… Measure what matters!
In general, Key Performance Indicators serve two purposes. KPIs communicate what is important and, when a target is attached, what the expected level of performance is. That is why KPI management and selection is critical to executing your strategic plan. Behaviorally, KPIs also focus organizational and individual attention on the objective that is seen as “key” to reaching your desired goals. For these reasons, the question of “What should you measure” is important.
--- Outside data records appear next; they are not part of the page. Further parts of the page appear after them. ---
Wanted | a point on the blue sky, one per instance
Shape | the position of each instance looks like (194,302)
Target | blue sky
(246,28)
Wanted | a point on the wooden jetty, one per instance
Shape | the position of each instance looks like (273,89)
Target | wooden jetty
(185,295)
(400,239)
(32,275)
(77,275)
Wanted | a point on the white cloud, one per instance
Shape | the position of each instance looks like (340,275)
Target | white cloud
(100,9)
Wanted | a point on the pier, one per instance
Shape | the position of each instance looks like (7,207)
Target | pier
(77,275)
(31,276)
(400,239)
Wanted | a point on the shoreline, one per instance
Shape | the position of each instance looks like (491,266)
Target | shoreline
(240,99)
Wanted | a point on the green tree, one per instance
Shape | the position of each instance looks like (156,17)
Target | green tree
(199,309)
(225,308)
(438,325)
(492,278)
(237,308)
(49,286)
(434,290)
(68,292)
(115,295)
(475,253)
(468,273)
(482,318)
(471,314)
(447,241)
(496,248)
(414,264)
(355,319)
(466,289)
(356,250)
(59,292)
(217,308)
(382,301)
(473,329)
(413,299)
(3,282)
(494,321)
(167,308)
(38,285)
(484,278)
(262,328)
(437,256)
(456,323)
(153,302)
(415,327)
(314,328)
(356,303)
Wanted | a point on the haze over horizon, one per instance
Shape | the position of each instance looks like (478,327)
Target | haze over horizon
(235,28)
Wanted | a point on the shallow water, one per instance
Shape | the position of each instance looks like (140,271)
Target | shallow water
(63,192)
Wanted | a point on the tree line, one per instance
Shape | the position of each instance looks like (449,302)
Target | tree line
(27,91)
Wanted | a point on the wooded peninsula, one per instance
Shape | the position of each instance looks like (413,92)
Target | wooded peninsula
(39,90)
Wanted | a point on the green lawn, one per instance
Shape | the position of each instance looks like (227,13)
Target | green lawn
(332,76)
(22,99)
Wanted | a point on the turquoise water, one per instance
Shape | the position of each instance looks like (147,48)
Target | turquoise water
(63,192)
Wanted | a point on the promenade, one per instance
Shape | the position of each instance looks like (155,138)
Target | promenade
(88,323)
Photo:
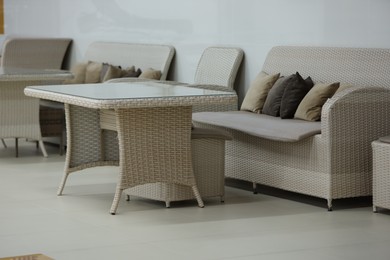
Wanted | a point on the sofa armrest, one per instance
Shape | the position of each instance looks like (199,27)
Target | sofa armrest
(351,120)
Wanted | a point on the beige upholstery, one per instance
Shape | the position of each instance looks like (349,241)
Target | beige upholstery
(34,53)
(338,162)
(19,114)
(218,66)
(143,56)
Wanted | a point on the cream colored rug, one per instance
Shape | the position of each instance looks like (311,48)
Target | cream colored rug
(28,257)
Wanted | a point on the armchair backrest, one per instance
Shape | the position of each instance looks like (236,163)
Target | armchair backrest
(219,66)
(34,53)
(356,66)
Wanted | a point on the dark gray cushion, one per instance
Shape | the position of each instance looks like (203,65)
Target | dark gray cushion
(274,98)
(294,92)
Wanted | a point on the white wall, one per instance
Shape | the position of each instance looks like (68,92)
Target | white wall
(192,25)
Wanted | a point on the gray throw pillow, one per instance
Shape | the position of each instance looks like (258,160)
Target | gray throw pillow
(274,98)
(295,91)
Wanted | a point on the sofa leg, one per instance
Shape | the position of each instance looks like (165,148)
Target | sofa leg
(330,205)
(254,187)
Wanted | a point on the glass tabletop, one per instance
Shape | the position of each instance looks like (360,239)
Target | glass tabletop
(125,90)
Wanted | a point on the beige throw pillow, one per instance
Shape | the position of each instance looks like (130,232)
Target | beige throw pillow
(258,91)
(311,105)
(93,71)
(150,74)
(113,72)
(343,86)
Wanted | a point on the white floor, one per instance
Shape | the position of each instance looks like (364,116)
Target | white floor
(247,226)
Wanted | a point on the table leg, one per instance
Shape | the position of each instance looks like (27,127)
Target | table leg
(86,142)
(154,146)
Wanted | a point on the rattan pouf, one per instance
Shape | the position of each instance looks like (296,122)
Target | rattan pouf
(381,173)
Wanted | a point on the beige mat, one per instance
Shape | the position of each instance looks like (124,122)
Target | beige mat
(28,257)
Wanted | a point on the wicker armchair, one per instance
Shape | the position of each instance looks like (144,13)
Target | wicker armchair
(34,53)
(38,53)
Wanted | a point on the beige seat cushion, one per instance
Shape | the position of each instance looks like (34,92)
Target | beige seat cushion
(260,125)
(258,91)
(93,72)
(150,74)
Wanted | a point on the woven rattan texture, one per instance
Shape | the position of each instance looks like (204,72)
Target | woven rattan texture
(218,66)
(338,162)
(356,66)
(208,157)
(161,148)
(381,175)
(37,53)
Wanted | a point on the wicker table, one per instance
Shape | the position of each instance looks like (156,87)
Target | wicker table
(19,114)
(153,123)
(381,173)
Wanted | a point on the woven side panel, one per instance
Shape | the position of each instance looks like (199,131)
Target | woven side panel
(219,66)
(357,66)
(208,157)
(83,135)
(381,174)
(159,138)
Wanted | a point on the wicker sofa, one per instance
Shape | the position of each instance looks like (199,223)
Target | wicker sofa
(332,160)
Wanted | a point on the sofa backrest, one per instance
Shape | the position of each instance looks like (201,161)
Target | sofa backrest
(34,53)
(219,66)
(356,66)
(143,56)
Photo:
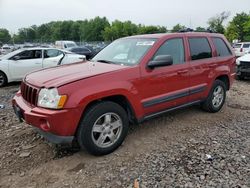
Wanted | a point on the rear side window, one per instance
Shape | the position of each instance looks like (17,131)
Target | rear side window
(199,48)
(238,45)
(51,53)
(221,47)
(175,48)
(246,45)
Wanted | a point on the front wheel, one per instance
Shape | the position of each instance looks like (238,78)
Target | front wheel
(103,128)
(216,97)
(3,79)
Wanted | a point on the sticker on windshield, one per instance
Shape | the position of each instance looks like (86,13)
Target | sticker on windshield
(145,43)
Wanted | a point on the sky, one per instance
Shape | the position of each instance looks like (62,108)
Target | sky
(15,14)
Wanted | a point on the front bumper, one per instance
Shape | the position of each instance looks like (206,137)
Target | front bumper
(57,126)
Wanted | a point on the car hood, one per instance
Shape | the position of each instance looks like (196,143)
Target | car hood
(61,75)
(245,58)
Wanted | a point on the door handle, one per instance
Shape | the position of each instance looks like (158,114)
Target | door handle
(212,65)
(182,71)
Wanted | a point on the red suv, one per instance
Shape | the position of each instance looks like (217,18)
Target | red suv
(131,80)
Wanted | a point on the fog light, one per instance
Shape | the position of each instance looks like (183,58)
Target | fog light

In the government sector, measurement can be difficult. There may be organizational and political reasons why rigorous measurement is avoided. For example, if a city’s Department of Social Services' productivity performance is pursued, i.e. an input vs. output measure, and the performance is tracked and made public knowledge, there may be a potential for political rivals to use it against the incumbent in the next election. This can occur when the results do not hit the targeted performance level even though improvement was achieved. Or, if a federal government agency tracks Budget Efficiency and productivity improvements are made to chartered services, delivering a service below budget, the resulting budget surplus may be taken away in the next year... not a great incentive to reduce expenses. Examples like these tend to mitigate the use of results oriented KPIs in government sectors. Instead, they may opt to develop KPIs that track activities and not results. Who can argue with being busy?
So, what does it take to overcome these potential structural problems surrounding measurement in the public sector? The answer is courageous leadership supported by delivered performance. In the first instance, the leader must insist on results oriented KPIs and not continue to track activity measures. They must assume the potential personal and organizational risk of challenging the organization to improve performance in the delivery of essential services. Coupled with the performance challenge they need to commit to allocating – or reallocating – public funds to accomplish the results. How often have you seen good ideas dashed by lack of funding? Where required, there may be a need to reallocate the available funding to accommodate the change in priorities. This may necessitate defunding the way things have always been done in the past in order to support the things that need to be done in the future. This has the potential to disenfranchise current stakeholders – incumbent employees/departments as well as external supporters.
Internally, leaders must also ensure there is a real sense of accountability for delivery of results by all employees in the department. Accountability is best secured when it is coupled with visible leader support. Not only the financial support to do the work but the Human Capital support to ensure the right people are in the right jobs. Leaders can sustain these efforts by delivering results, publishing results using KPIs and by positively recognizing and reinforcing accomplishments (you should note that I did not say “recognize activity”).
Finally, it has been said that “nothing succeeds like success”. When an individual, team or organization delivers results and are positively recognized for their accomplishments, they will tend to repeat the practices and behaviors that drove the results. Many have said that “Measures don’t Motivate” but the appropriate use of KPIs when used as a reinforcement tool and not as a mean to punish, will tend to focus behavior that delivers results. So, measure what matters and what matters is results!